THE Church of Christ was not designed to be a powerless thing in the midst of the powers of earth. Of Christians it is said by the divine Word that one shall “chase a thousand, and two put ten thousand to flight.” All Christians, at least, recognize that this statement is truth.

This is the power which God has designed for his followers here. Through them he would make his power known to the world, and to do this—to reveal himself as the Supreme One to whom all the world should look for salvation—he would endue his children with a power vastly greater than any that is known to the world. For in all the world was there never known such a thing as that one person, with any power supplied by the world, turned back a thousand of his adversaries, or that two put ten thousand to flight. But the great conflict between truth and righteousness on the one hand, and error and iniquity on the other, reveals many a scene where one man, standing in the strength of God, has discomfited a host of his enemies. Often in that conflict has the truth appeared that one individual, on the side of God, is in the majority.

And yet, notwithstanding this which God has plainly revealed to the church, and which Christians profess to believe, the church wants to express her power through politics! In politics, where at best she can only measure vote for vote with the world, and where she is hopelessly outnumbered by the world, the church would convince the world of the power of the kingdom of God! Think of it, and think how hopeless and complete must be her failure!

“Not by might, nor by power, but by My Spirit, saith the Lord.” This is the way God himself has chosen to make his power known in the world by his church. And politics is the way the church has chosen! Where at the polls did one vote ever offset a thousand, or two Christian voters put ten thousand of the worldly to flight?
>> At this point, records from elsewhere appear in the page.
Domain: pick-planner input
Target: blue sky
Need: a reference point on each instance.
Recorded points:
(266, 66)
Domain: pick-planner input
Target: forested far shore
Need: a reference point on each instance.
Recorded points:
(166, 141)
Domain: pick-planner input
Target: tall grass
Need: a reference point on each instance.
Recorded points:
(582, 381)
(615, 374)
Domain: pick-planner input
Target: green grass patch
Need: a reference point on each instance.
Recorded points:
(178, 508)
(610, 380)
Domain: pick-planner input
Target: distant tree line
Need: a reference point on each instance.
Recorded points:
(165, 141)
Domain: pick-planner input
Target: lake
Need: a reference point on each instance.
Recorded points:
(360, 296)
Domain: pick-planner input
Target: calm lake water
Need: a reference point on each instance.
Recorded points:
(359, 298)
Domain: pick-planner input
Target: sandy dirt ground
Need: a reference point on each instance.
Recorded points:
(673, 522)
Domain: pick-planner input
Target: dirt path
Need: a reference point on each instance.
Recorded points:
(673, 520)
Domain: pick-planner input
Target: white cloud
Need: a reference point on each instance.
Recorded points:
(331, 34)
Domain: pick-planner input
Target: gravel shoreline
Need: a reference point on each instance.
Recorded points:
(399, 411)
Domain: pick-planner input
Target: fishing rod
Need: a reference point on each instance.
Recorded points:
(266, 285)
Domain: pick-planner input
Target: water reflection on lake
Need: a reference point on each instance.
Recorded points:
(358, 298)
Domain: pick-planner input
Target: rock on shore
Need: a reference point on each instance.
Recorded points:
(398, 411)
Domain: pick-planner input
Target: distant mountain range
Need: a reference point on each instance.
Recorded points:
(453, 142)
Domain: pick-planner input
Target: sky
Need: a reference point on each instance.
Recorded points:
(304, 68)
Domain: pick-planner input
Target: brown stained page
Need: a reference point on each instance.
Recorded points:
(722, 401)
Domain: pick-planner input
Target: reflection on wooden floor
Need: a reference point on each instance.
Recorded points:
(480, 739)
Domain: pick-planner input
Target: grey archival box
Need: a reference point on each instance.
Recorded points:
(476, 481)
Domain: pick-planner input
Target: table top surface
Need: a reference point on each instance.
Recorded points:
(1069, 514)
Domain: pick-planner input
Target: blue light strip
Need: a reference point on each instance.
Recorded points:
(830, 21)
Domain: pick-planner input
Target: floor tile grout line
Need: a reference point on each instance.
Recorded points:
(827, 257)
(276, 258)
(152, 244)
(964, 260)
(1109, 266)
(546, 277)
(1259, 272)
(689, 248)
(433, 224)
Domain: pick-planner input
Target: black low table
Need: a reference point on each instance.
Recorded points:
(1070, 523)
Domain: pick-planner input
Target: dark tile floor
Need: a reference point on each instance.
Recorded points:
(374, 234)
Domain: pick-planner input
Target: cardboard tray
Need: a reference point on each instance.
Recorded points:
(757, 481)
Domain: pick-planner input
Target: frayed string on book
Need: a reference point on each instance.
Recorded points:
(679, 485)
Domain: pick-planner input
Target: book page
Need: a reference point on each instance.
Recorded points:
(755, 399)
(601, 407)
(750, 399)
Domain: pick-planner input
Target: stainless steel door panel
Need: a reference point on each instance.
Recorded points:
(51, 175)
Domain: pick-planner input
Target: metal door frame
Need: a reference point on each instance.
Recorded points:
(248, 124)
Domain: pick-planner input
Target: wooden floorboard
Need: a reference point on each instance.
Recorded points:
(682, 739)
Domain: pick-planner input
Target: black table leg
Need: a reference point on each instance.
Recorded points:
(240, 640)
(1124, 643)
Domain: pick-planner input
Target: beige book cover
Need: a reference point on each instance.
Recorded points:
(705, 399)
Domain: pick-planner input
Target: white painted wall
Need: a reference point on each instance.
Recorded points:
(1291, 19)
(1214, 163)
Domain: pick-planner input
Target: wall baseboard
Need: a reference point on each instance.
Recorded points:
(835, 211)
What the church needs to-day is not politics, but purification. Not the purification of politics, but the purification of the church, is the thing that will supply the church with power. And that purification will come, as surely as there is a God in heaven who has undertaken to save men by his power. That power must be made known among men, and it will be. And then will the church of the living God arise and the world will behold her—though but a Gideon’s band, it may be—“fair as the moon, clear as the sun, and terrible as an army with banners.”